A reportagem também fez um pedido de reembolso, mas ainda não foi atendida. O EXTRA registrou em 27 de maio o pedido de devolução de uma gama de produtos através da página do SAC da Ypê.

Os itens foram usados ​​pelo jornal para instruir os leitores sobre como identificar os lotes afetados e foram comprados no dia da interdição da fábrica e interrupção das vendas, em 7 de maio. Apenas um e-mail de confirmação da solicitação foi enviado pelo Ypê no dia do registro.

Falha nas devoluções

Apesar do volume de reclamações sobre a demora no atendimento, alguns clientes registram sucesso, ainda que parcial. Ao saber do recall, a auxiliar de lógica pedagógica Larissa Lopes preencheu o formulário na página naquele dia 7 de maio, mesmo dia da decisão da Anvisa.

Segundo ela, apesar de todos os cinco produtos adquiridos terem o algarismo 1 no fim do lote, alguns não estavam disponíveis para preenchimento no site. Dois deles — detergentes e o sabão líquido para roupas Ypê Tixan Primavera — estavam, mas ela só recebeu o estorno das duas lava louças, e semanas depois.

— Preencha o formulário e deixe a análise. Dias depois, preenchi mais um formulário por e-mail também. E coloquei meu Pix. Três semanas depois, em 28 de maio, eles mandaram R$ 5,98 dos detergentes, e não voltei mais ao SAC para reclamação — ela conta, afirmando ter pago R$ 25 no lava-roupas líquido.

De acordo com a lista divulgada pela Anvisa, o modelo do sabão para roupas está incluído no recall.

Tentativa de reversão

Enquanto as reclamações escalam, a marca faz testes nos itens do lote suspenso que podem devolver a liberação para comercialização e uso.

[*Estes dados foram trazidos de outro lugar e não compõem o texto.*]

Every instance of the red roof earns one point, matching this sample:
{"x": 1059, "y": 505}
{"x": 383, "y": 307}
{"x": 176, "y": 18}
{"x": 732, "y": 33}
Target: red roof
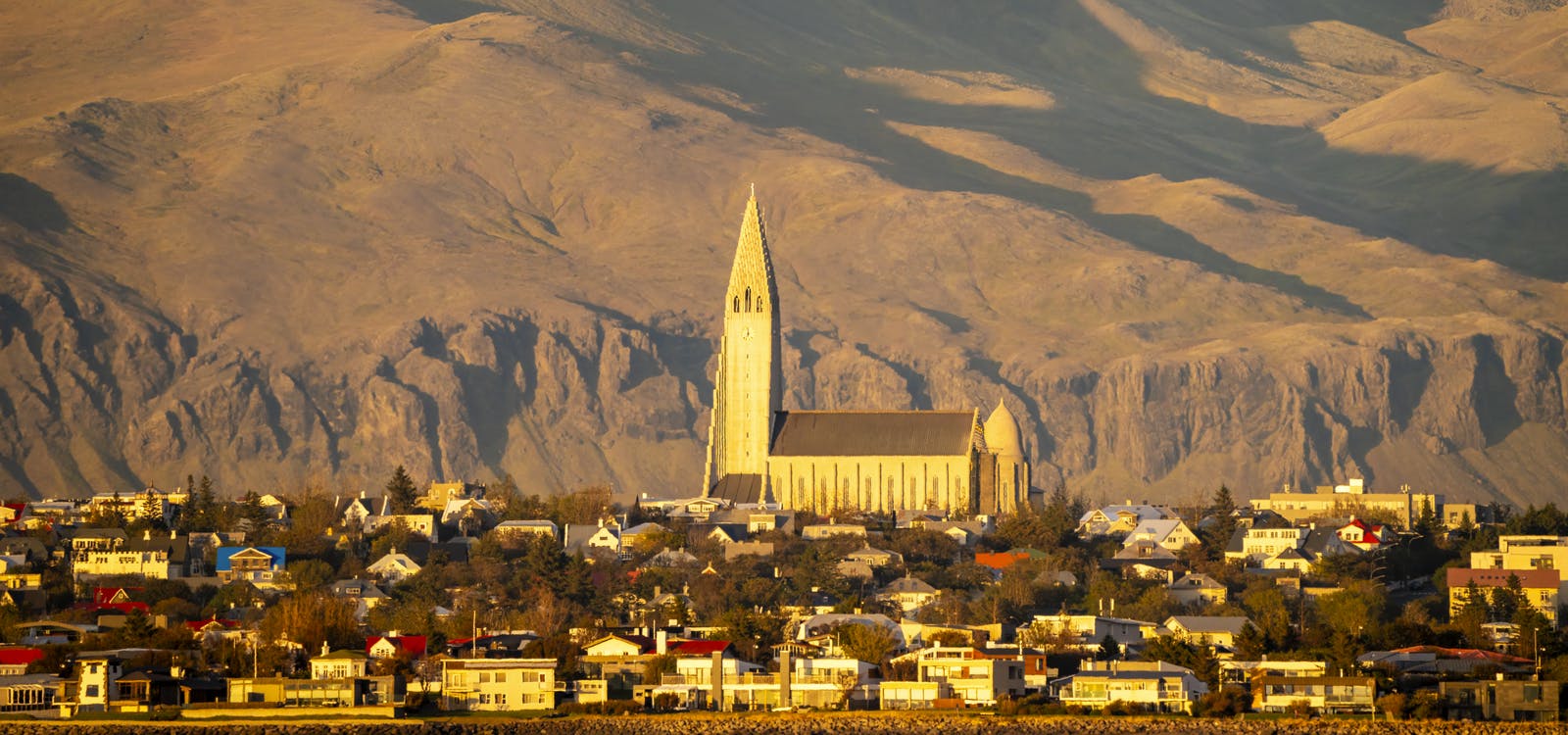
{"x": 1000, "y": 560}
{"x": 700, "y": 648}
{"x": 1442, "y": 653}
{"x": 203, "y": 624}
{"x": 412, "y": 645}
{"x": 1529, "y": 578}
{"x": 20, "y": 657}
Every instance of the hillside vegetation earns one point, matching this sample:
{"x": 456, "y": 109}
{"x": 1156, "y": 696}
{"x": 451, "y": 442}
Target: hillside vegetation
{"x": 1186, "y": 242}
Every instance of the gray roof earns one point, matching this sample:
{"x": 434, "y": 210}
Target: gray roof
{"x": 737, "y": 488}
{"x": 872, "y": 433}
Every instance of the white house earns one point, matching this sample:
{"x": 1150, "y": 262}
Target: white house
{"x": 394, "y": 567}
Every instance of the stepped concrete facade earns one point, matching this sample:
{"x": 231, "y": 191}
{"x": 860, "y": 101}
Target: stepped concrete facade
{"x": 825, "y": 461}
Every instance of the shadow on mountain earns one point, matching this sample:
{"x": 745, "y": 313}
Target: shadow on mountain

As análises estão sendo realizadas por laboratórios credenciados pela Anvisa.

Em seu último comunicado, a Ypê orientou os consumidores a guardarem os produtos da lista que possuíam o final do lote o número 1 produzido antes de março. Eles passam por testes laboratoriais que, se ratificados pela Anvisa, podem receber aval para voltarem a serem comercializados e utilizados pelos clientes.

Procurada, a Ypê não respondeu imediatamente aos questionamentos sobre o número de reclamações e qual é a média do intervalo entre o registro pelos clientes e a devolução. A Ypê também não respondeu porque, no caso de Larissa, um dos itens sob recall não foi reembolsado.

O EXTRA tenta, por meio da assessoria de imprensa, uma resposta institucional da empresa sobre o sistema de devoluções desde 28 de maio, além de ter pedido de entrevista com um porta-voz da Ypê. Diante do silêncio da empresa, a reportagem interessada ao diretor de Operações da marca, Eduardo Beira, mas o pedido também não foi atendido.